Sorry, maybe I said something wrong this 6,21264767199444 is 149 hours.

Put this number in a excel cell and then format with this code [h], as you
know, goto custon cell format.

Thanks for your pacience.
Marco
 
M

Marco

Rick, can I send you an e-mail?




Marco said:
Hi Rick,

Sorry, maybe I said something wrong this 6,21264767199444 is 149 hours.

Put this number in a excel cell and then format with this code [h], as you
know, goto custon cell format.

Thanks for your pacience.
Marco




Rick Brandt said:
And how does one get from 45.75399583 hours to the number 149?
 
R

Rick Brandt

Marco said:
Hi Rick,

Sorry, maybe I said something wrong this 6,21264767199444 is 149 hours.
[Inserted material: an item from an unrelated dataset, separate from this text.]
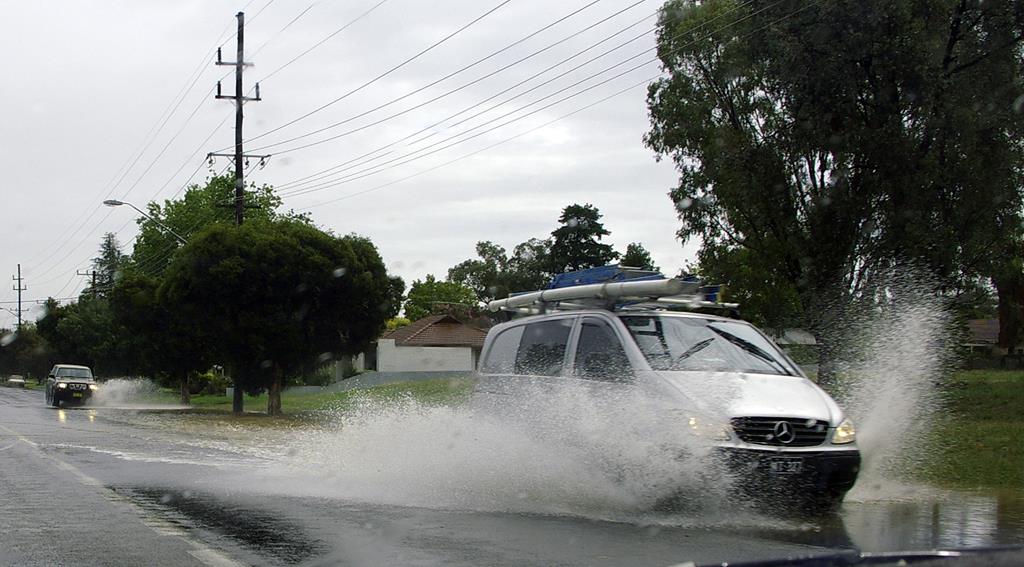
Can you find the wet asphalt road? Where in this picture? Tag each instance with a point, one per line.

Put this number in a excel cell and then format with this code [h], as you
know, goto custon cell format.

Thanks for your pacience.

Well then what you have then is a sum of DAYS equaling 6.21...., not a sum of
hours as you stated before.

This expression Fix(YourValue*24) will give you the number of whole hours
(149).
 
M

Marco

Thanks, it worked very fine.

How did you get there?


Marco









Rick Brandt said:
Marco said:
Hi Rick,

Sorry, maybe I said something wrong this 6,21264767199444 is 149 hours.

Put this number in a excel cell and then format with this code [h], as you
know, goto custon cell format.

Thanks for your pacience.

Well then what you have then is a sum of DAYS equaling 6.21...., not a sum of
hours as you stated before.

This expression Fix(YourValue*24) will give you the number of whole hours
(149).
 
R

Rick Brandt

Marco said:
Thanks, it worked very fine.

How did you get there?

Once I determined that you had a value representing a number of days instead
of a number of hours the math was pretty easy to figure out.